With a stitch-flight, operators have a flight plan set up for shooting hundreds of photos, depending on the size of the field, then use software to stitch the photos together into a big picture with good resolution, called an orthomosaic.
“Those hundreds of pictures get stitched together like a puzzle piece, and then you’ve got a really well-defined single picture that you can zoom into with high resolution on spots in the field,” Casteel said.
“Say you’ve got hail damage on the field. You can go up and you can survey how bad it is in that field. Then you can go to stitch-map, and you can actually draw the boundary of what’s the worst area, so you’ve got an acreage straight away that you can go to your hail adjuster with and say, ‘Here’s what’s most damaged,’ so we can go to those spots and do the assessment.”
The stitch-flight software requires an annual subscription of $300 to $1,000, and does all the stitching, auto-corrections and flight planning for users, based on the information they provide for what they want to accomplish, he said. The bird and extra batteries come to about $2,000. The license costs about $150.
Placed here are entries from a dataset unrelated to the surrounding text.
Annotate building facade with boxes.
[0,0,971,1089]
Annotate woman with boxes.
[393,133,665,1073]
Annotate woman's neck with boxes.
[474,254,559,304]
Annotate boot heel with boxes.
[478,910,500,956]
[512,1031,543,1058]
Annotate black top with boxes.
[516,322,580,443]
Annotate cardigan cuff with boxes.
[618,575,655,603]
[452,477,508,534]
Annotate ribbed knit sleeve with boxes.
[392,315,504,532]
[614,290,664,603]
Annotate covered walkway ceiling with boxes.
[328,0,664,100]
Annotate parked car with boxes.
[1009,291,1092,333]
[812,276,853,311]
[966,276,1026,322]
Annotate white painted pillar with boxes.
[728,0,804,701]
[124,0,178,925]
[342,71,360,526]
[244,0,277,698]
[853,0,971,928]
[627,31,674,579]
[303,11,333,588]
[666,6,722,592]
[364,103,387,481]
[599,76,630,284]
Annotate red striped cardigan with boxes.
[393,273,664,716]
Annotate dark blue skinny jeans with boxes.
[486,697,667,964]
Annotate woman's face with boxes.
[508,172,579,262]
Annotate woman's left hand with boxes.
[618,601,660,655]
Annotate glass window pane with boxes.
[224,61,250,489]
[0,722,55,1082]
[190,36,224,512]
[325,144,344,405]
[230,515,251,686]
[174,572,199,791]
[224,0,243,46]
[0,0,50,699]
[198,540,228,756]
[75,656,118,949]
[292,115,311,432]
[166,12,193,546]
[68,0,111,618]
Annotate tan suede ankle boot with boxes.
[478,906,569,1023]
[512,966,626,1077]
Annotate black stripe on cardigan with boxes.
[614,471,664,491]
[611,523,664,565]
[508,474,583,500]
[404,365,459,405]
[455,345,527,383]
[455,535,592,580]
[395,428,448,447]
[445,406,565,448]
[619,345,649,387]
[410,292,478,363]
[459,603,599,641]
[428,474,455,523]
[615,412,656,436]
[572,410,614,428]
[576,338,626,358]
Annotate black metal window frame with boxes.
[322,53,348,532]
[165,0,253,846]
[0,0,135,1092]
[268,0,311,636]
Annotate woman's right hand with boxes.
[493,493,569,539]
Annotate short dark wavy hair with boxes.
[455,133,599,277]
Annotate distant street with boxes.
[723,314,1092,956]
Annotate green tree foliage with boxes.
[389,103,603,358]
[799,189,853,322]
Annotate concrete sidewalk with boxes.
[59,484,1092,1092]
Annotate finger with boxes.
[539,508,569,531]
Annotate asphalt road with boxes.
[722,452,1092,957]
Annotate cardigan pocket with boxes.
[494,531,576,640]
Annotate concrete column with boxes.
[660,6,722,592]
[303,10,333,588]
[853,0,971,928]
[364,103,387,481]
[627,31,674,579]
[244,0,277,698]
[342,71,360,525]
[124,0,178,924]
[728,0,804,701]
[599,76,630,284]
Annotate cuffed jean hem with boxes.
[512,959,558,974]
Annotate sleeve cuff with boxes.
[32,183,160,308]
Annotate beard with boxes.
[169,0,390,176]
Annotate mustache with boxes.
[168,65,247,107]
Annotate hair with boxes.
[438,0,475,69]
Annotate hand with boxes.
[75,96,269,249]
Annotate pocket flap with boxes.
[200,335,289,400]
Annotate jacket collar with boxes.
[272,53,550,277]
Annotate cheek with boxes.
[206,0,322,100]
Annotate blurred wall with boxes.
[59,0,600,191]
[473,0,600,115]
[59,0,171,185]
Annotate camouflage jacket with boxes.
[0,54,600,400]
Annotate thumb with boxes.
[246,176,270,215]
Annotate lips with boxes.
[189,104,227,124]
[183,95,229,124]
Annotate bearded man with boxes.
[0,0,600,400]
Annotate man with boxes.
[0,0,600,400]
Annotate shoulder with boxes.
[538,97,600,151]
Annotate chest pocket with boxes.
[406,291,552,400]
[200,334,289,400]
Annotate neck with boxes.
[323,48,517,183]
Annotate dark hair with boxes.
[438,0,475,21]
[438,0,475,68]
The technology is new enough that Casteel and Van Pelt estimate less than 10 percent of northeast Indiana’s farmers are using it.
“There was a huge excitement with new technology, then there was, I’d say after, a little bit of a lull,” Casteel said. “There’s a lot of good, practical applications; we want to get to the point of being able to make (more) decisions with it, and I think that’s some of the Holy Grails that are out there.
“There are some things that are turnkey right now, but then there’s … some of that kind of futuristic, hopeful stuff, where folks are working on that right now, but it’s not available.”